Chevy Volt Experiencing Electric Mileage Drops In The Heat

A few weeks ago, we reported that some Nissan Leaf owners have been experiencing battery capacity issues. Those owners were concentrated in hot states, supporting the fact that hot weather will be an obstacle for electric vehicle performance. Now that it's a scorching mid-July, Chevy Volt owners are reporting some problems with battery performance.

Unlike the Nissan Leaf issues, which were focused on the amount of charge that the battery could hold, the Chevy Volt complaints, which have surfaced on the GM-Volt.com forums, relate to decreased range. The original poster of the thread claims that his all-electric mileage has dropped from 43 miles to around 32.5 miles because of hot weather and air conditioning. While some posters mention little to no loss, at least two other posters mention similar drops.

The idea that an electric car's range would drop as a result of running air conditioning or other electrical equipment isn't news. EV manufacturers and the Environmental Protection Agency are careful to explain that actual driving mileage is affected by many factors. Running electrical equipment like air conditioning will naturally run the battery down more quickly than driving without it. Also, batteries themselves operate more optimally in moderate temperatures.

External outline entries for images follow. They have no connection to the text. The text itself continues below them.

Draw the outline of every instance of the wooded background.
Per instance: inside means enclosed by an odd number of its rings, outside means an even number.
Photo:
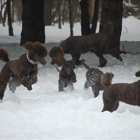
[[[40,41],[45,43],[45,26],[58,24],[58,28],[70,23],[81,22],[81,35],[96,32],[97,21],[100,31],[108,20],[114,25],[109,49],[119,51],[122,17],[140,18],[140,0],[0,0],[0,23],[8,24],[9,35],[14,35],[13,22],[22,24],[21,42]]]

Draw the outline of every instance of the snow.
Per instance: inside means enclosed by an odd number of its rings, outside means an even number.
[[[21,25],[15,23],[14,37],[8,36],[8,27],[0,25],[0,46],[8,51],[11,60],[17,59],[26,50],[20,45]],[[74,35],[80,35],[80,24],[74,26]],[[58,46],[69,36],[69,24],[58,29],[57,25],[46,27],[46,46]],[[140,47],[140,20],[134,17],[123,19],[121,47],[133,53]],[[113,72],[113,83],[131,83],[139,78],[135,72],[140,70],[140,54],[121,54],[123,62],[105,55],[108,63],[100,68],[103,72]],[[71,59],[70,55],[65,55]],[[93,53],[83,54],[81,58],[91,67],[98,66],[98,58]],[[15,94],[7,87],[0,103],[0,139],[96,139],[96,140],[136,140],[140,138],[140,107],[120,103],[117,111],[101,112],[102,93],[94,98],[91,88],[84,90],[86,69],[76,67],[77,82],[74,90],[68,88],[58,92],[58,72],[50,65],[39,65],[38,82],[33,90],[17,88]],[[0,69],[5,63],[0,61]]]

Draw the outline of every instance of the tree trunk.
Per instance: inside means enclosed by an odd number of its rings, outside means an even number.
[[[73,21],[72,21],[71,0],[69,0],[69,19],[70,19],[70,36],[73,36]]]
[[[100,0],[95,0],[94,15],[93,15],[93,18],[92,18],[91,34],[96,32],[96,27],[97,27],[97,22],[98,22],[98,15],[99,15],[99,5],[100,5]]]
[[[62,1],[58,1],[57,5],[58,5],[58,28],[61,29],[61,3]]]
[[[123,0],[102,0],[100,32],[107,21],[114,25],[113,35],[110,37],[109,50],[120,51],[120,36],[122,31]]]
[[[13,27],[12,27],[12,18],[11,18],[11,1],[7,0],[7,14],[8,14],[8,27],[9,27],[9,36],[14,36]]]
[[[81,0],[81,31],[82,35],[90,34],[89,0]]]
[[[20,45],[26,41],[45,43],[44,0],[22,0],[22,5]]]
[[[44,0],[44,21],[45,25],[52,25],[52,6],[53,0]]]

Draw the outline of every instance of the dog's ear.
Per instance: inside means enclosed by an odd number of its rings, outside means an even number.
[[[33,46],[32,42],[26,42],[25,44],[23,44],[23,47],[28,51],[33,51],[34,50],[34,46]]]
[[[71,61],[71,64],[72,64],[72,67],[73,67],[73,69],[75,69],[75,61],[73,61],[73,60],[70,60]]]

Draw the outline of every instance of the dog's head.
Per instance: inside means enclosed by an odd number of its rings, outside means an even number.
[[[103,87],[107,87],[107,86],[111,85],[113,77],[114,77],[113,73],[107,72],[105,74],[102,74],[101,84],[103,85]]]
[[[73,60],[65,60],[62,59],[62,67],[64,68],[65,72],[70,75],[75,68],[75,62]]]
[[[136,73],[135,73],[135,76],[136,76],[136,77],[140,77],[140,71],[136,72]]]
[[[23,47],[28,50],[31,59],[41,63],[42,65],[47,63],[45,60],[45,57],[47,56],[47,50],[43,45],[41,45],[40,42],[26,42]]]
[[[62,66],[63,55],[58,47],[53,47],[49,51],[49,56],[52,58],[52,65],[57,64],[57,66]]]
[[[8,62],[9,61],[8,53],[4,49],[0,49],[0,60],[2,60],[4,62]]]

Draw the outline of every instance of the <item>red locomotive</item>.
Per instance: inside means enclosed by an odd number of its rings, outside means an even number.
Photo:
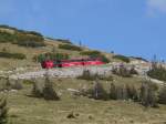
[[[105,64],[101,59],[75,59],[75,60],[46,60],[41,63],[43,69],[69,68],[83,65],[101,65]]]

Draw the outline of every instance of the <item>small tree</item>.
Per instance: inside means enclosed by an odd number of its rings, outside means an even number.
[[[126,90],[127,90],[128,99],[137,102],[138,101],[138,92],[135,89],[135,86],[134,85],[129,86],[126,84]]]
[[[114,83],[111,83],[110,99],[111,100],[116,100],[117,99],[116,86],[115,86]]]
[[[10,91],[12,87],[11,87],[12,85],[11,85],[11,83],[10,83],[10,79],[9,79],[9,76],[7,78],[7,82],[6,82],[6,84],[4,84],[4,90],[8,90],[8,91]]]
[[[166,85],[159,91],[158,103],[166,104]]]
[[[33,81],[32,95],[35,97],[43,97],[43,87],[39,83]]]
[[[0,124],[7,124],[7,122],[8,122],[7,100],[0,99]]]
[[[49,79],[49,74],[45,74],[45,82],[43,89],[43,96],[45,100],[60,100],[56,92],[53,89],[53,84]]]
[[[156,91],[157,86],[153,84],[151,81],[143,82],[139,94],[141,103],[146,107],[158,106]]]
[[[23,89],[22,84],[20,83],[20,80],[17,80],[14,82],[14,84],[12,84],[12,89],[13,90],[22,90]]]

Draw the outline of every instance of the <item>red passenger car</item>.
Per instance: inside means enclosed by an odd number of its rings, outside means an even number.
[[[75,60],[61,60],[61,61],[49,60],[41,63],[43,69],[101,65],[101,64],[105,64],[101,59],[75,59]]]

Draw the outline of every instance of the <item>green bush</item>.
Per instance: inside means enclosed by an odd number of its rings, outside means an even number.
[[[103,84],[98,82],[98,80],[95,80],[93,87],[89,89],[85,92],[82,92],[82,94],[84,96],[89,96],[90,99],[94,100],[104,100],[104,101],[108,100],[108,94],[103,87]]]
[[[59,49],[71,50],[71,51],[82,51],[80,46],[73,44],[59,44]]]
[[[84,70],[83,74],[77,76],[77,79],[80,80],[87,80],[87,81],[95,81],[96,79],[98,80],[103,80],[103,81],[113,81],[113,76],[112,75],[100,75],[97,73],[92,74],[90,72],[90,70]]]
[[[166,81],[166,69],[163,66],[153,66],[152,70],[147,72],[147,75],[160,81]]]
[[[43,86],[35,80],[33,81],[32,96],[43,97]]]
[[[166,104],[166,86],[162,87],[158,94],[158,103]]]
[[[15,28],[10,28],[8,25],[1,25],[0,28],[12,29],[14,31],[14,33],[0,31],[0,43],[10,42],[21,46],[31,48],[45,46],[44,38],[42,37],[42,34],[35,31],[23,31]]]
[[[54,100],[58,101],[60,97],[53,89],[53,83],[50,81],[49,75],[45,75],[44,89],[43,89],[43,97],[45,100]]]
[[[115,85],[111,84],[110,89],[111,100],[132,100],[134,102],[138,101],[138,92],[135,86],[129,85]]]
[[[156,107],[158,106],[157,101],[157,85],[152,83],[151,81],[145,81],[143,82],[141,86],[141,94],[139,94],[139,100],[142,105],[144,106],[152,106]]]
[[[121,61],[126,62],[126,63],[131,62],[129,58],[124,56],[124,55],[114,55],[113,59],[117,59],[117,60],[121,60]]]
[[[15,35],[14,43],[18,45],[31,48],[45,46],[43,42],[44,39],[42,37],[20,32],[17,32],[14,35]]]
[[[8,123],[8,108],[7,108],[7,100],[0,99],[0,124]]]
[[[9,52],[0,52],[0,58],[8,58],[8,59],[19,59],[23,60],[27,56],[22,53],[9,53]]]
[[[116,75],[120,75],[120,76],[123,76],[123,78],[131,78],[132,74],[131,74],[131,71],[127,70],[125,66],[120,66],[120,68],[114,68],[112,70],[113,74],[116,74]]]
[[[80,52],[81,55],[89,55],[90,58],[100,58],[103,62],[108,63],[110,60],[102,54],[100,51],[82,51]]]

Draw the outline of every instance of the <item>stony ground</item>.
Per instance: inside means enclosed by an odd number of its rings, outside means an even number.
[[[128,101],[96,101],[74,96],[68,89],[91,85],[74,79],[52,79],[60,101],[45,101],[28,96],[32,84],[8,93],[9,121],[12,124],[165,124],[166,106],[145,108]],[[117,79],[116,83],[139,84],[139,79]],[[103,82],[105,87],[110,83]],[[0,95],[4,95],[0,93]],[[6,94],[7,95],[7,94]],[[73,115],[73,117],[69,117]]]

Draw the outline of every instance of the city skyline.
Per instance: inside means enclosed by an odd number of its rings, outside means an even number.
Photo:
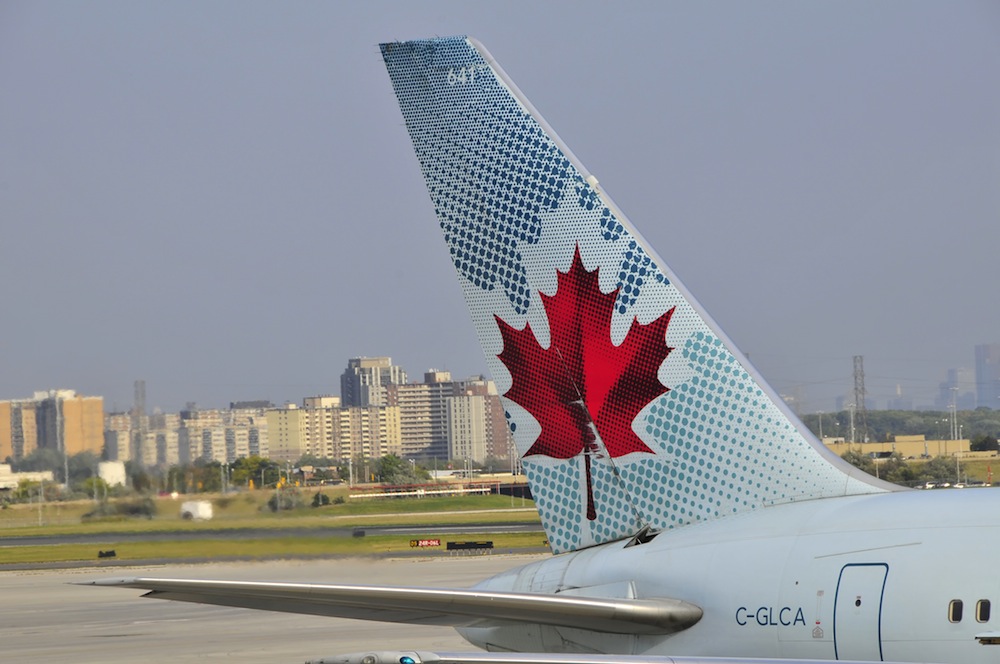
[[[530,13],[530,20],[525,16]],[[1000,337],[1000,9],[9,2],[0,394],[485,373],[376,44],[486,43],[776,391],[932,404]]]

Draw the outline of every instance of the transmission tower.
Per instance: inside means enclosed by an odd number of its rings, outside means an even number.
[[[142,463],[142,448],[146,441],[146,381],[135,381],[135,398],[132,400],[132,460]]]
[[[854,407],[858,414],[858,424],[861,429],[861,442],[868,442],[868,407],[865,405],[865,357],[854,356]]]

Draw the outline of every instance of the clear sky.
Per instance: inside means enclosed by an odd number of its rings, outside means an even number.
[[[1000,342],[1000,3],[0,3],[0,399],[485,363],[378,54],[481,40],[780,392]]]

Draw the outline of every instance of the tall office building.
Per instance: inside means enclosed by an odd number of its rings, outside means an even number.
[[[340,409],[340,458],[381,459],[403,452],[397,406]]]
[[[344,408],[386,405],[386,388],[406,383],[406,372],[390,357],[355,357],[347,361],[340,376],[340,398]]]
[[[938,384],[934,407],[948,410],[952,404],[958,410],[975,410],[976,374],[971,369],[948,369],[945,380]]]
[[[35,392],[38,447],[65,452],[100,454],[104,447],[104,399],[73,390]]]
[[[976,406],[1000,409],[1000,344],[976,346]]]
[[[404,457],[476,462],[507,457],[510,430],[492,381],[452,380],[447,371],[431,369],[423,383],[390,386],[387,394],[389,403],[399,406]]]
[[[23,459],[38,448],[36,406],[29,399],[0,401],[0,463]]]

"Batteries are like humans when it comes to operating at peak performance in various climates — they operate best at a comfortable temperature," Michelle Bunker Malcho, a GM spokesperson, told AutoGuide. “That means that if it’s either extremely cold or hot where an EV is operating, range will be affected. This is true of any EV, not just the Volt."

In other words, the Volt may lose range even if you sweat it out and don't run the air conditioning. Battery performance fluctuation in extreme temperatures may be normal, but it will be interesting to see if headlines about weather-related performance decreases have any impact on sales, particularly sales in locations where excessively hot or cold temperatures are the norm.

Luckily for Volt owners, the range-extending gas engine is there to pick up any slack caused by hot July afternoons. Chevy rates the 2013 Volt's electric range at 38 all electric miles and gas + electric range at 380 miles. A loss in all electric range could mean extra fuel costs, but it shouldn't leave anyone stranded.